TITLE:
Advancing Trisomy 21 Diagnosis in Mali through Fluorescence In Situ Hybridization
AUTHORS:
Oumar Samassekou, Christine Ongoiba, Cheick O. Sidibé, Oumou Traoré, Demba Samaké, Modibo K. Goita, Amoro Traoré, Guida Landouré, Mamadou Keita, Mahamadou Traoré
KEYWORDS:
Down Syndrome, Trisomy 21, Cytogenetic, FISH, Mali
JOURNAL NAME:
Open Journal of Genetics,
Vol.16 No.2,
June
24,
2026
ABSTRACT: Down syndrome, caused by an extra copy of chromosome 21, is the most common constitutional chromosomal disorder and a leading cause of intellectual disability worldwide. In low-resource settings such as Mali, limited access to cytogenetic testing often results in diagnoses based primarily on clinical features. The need to implement a rapid cytogenetic method such as fluorescence in situ hybridization (FISH) to diagnose trisomy 21 in Mali is imperative. We prospectively enrolled twelve individuals presenting clinical features of Down syndrome and carried out FISH on their samples using a chromosome 21–specific RUNX1 probe. In parallel, we performed conventional cytogenetic analysis using DAPI banding to assess chromosomal structural characterization.

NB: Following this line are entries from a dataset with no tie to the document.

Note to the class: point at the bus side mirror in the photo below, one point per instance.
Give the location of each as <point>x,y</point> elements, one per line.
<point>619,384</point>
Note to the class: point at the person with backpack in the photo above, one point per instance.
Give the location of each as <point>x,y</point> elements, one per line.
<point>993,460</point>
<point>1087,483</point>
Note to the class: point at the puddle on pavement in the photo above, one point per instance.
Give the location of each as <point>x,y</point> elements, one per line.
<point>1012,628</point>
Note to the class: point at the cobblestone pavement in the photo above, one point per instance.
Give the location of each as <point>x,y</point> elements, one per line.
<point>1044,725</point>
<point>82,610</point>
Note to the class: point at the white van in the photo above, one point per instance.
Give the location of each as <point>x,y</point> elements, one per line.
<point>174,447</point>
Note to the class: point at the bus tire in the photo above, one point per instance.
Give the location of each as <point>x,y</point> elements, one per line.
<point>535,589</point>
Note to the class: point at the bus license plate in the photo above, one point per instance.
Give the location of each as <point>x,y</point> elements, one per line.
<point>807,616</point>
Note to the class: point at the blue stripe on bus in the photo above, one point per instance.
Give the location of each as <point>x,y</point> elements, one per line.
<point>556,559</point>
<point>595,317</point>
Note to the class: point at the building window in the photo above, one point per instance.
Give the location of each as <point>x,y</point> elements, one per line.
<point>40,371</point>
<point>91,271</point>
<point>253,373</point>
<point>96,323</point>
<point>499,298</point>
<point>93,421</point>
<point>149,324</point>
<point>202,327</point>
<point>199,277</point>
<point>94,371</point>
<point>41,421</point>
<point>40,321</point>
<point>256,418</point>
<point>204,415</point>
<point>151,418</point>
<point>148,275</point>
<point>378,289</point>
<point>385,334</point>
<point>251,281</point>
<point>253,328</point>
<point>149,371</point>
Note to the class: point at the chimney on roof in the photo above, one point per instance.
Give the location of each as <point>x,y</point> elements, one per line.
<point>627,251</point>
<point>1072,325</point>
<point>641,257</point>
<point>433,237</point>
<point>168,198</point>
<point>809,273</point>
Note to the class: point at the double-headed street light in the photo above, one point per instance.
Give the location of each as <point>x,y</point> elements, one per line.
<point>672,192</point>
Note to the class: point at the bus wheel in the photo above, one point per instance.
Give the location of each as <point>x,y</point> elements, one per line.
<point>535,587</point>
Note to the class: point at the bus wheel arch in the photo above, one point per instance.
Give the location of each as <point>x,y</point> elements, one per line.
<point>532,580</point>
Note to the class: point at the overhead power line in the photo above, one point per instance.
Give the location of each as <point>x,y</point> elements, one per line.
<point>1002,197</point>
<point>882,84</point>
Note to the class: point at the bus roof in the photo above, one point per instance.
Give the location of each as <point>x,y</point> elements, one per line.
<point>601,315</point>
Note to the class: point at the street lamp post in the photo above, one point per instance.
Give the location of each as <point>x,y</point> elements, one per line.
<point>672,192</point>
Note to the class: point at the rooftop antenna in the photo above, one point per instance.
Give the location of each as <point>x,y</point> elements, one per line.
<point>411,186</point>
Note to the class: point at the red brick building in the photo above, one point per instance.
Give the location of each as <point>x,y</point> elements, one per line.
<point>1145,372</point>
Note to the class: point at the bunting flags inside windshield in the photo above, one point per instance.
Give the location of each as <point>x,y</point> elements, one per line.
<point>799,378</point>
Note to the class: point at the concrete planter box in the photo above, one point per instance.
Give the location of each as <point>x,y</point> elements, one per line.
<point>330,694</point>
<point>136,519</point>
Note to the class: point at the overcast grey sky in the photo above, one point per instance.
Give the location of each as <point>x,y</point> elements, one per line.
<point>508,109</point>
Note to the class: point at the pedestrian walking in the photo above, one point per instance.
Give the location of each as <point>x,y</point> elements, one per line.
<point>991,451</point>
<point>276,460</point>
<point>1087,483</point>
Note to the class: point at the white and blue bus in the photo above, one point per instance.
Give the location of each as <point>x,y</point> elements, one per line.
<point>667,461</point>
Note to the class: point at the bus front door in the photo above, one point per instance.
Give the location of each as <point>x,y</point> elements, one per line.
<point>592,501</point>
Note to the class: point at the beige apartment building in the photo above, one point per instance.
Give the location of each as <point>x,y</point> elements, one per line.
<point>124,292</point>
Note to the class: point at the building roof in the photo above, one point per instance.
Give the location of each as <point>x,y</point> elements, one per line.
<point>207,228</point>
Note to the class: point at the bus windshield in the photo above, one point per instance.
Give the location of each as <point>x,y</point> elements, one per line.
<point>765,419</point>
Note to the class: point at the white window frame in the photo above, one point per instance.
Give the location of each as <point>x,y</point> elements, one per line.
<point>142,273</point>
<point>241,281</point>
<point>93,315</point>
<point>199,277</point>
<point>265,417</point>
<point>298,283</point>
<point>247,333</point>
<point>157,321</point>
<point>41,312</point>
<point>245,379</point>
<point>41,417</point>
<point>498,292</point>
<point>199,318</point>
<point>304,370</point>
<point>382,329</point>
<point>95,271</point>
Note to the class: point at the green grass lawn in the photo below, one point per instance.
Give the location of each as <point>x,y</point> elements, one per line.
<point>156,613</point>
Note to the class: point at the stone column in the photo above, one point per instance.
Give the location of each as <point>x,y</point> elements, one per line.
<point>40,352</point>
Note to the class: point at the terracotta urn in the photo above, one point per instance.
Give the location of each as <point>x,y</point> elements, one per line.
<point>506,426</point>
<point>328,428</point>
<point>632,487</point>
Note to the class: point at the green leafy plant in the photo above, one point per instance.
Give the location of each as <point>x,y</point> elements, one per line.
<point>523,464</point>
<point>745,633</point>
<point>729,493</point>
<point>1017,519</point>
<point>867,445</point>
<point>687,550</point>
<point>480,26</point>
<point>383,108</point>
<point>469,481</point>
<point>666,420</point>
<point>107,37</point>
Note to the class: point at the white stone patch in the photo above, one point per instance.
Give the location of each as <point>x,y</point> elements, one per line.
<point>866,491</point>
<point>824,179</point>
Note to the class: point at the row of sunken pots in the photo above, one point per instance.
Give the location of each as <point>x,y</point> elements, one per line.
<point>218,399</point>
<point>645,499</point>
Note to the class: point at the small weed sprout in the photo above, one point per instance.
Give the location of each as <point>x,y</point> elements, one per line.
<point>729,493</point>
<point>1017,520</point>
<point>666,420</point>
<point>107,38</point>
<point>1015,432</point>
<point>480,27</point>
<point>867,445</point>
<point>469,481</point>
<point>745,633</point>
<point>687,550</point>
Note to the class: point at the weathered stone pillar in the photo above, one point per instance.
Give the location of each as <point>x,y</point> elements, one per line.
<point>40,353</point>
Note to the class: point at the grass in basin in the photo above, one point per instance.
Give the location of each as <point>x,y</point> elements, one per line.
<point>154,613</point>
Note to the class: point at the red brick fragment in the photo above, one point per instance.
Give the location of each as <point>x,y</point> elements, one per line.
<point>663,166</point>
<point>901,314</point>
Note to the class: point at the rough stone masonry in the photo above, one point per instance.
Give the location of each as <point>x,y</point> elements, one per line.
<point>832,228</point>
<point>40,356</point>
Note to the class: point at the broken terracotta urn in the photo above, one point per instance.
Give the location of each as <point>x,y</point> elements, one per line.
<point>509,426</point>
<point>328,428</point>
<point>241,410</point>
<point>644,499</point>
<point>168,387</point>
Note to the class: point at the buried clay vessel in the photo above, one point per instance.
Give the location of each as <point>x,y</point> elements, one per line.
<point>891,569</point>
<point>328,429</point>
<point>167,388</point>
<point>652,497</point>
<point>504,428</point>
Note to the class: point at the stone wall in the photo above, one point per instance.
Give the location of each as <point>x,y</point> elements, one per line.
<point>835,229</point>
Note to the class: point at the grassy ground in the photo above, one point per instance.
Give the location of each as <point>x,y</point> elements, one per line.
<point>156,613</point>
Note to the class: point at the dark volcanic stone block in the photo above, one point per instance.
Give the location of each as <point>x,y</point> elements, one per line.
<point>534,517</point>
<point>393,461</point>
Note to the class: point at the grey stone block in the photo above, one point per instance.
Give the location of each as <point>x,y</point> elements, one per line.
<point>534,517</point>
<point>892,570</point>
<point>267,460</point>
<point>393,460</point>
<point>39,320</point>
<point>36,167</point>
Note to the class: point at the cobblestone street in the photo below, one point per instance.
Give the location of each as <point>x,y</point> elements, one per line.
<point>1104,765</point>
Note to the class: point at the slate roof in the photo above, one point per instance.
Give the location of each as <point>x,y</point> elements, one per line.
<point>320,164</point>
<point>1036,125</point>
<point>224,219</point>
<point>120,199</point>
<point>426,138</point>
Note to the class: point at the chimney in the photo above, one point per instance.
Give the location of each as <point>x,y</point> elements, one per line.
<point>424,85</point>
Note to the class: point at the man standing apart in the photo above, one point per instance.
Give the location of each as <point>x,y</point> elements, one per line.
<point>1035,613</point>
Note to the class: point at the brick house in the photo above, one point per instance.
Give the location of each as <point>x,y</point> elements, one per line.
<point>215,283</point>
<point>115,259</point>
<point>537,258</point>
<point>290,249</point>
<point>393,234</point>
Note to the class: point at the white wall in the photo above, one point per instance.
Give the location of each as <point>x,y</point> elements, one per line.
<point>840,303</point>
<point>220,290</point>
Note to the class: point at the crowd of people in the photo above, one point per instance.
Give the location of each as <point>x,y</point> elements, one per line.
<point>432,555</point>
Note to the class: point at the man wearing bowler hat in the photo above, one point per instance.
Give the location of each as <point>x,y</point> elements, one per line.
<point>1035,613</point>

Interphase FISH analysis was successful in all 12 samples (100%) and consistently showed three RUNX1 signals per nucleus, confirming trisomy 21 in all patients, with no evidence of mosaicism above the assay detection threshold. Among the 11 cases with analyzable metaphases, combined DAPI banding and FISH identified nine cases of free trisomy 21 and two cases of Robertsonian translocation rob (21; 21). This study shows, for the first time in Mali, the successful use of FISH as a rapid and reliable diagnostic tool for trisomy 21. Its integration with conventional cytogenetics improves diagnostic precision, allows detection of structural rearrangements, and compensates for the limitations of metaphase-dependent analyses, providing a scalable model for genetic diagnostics in resource-limited settings.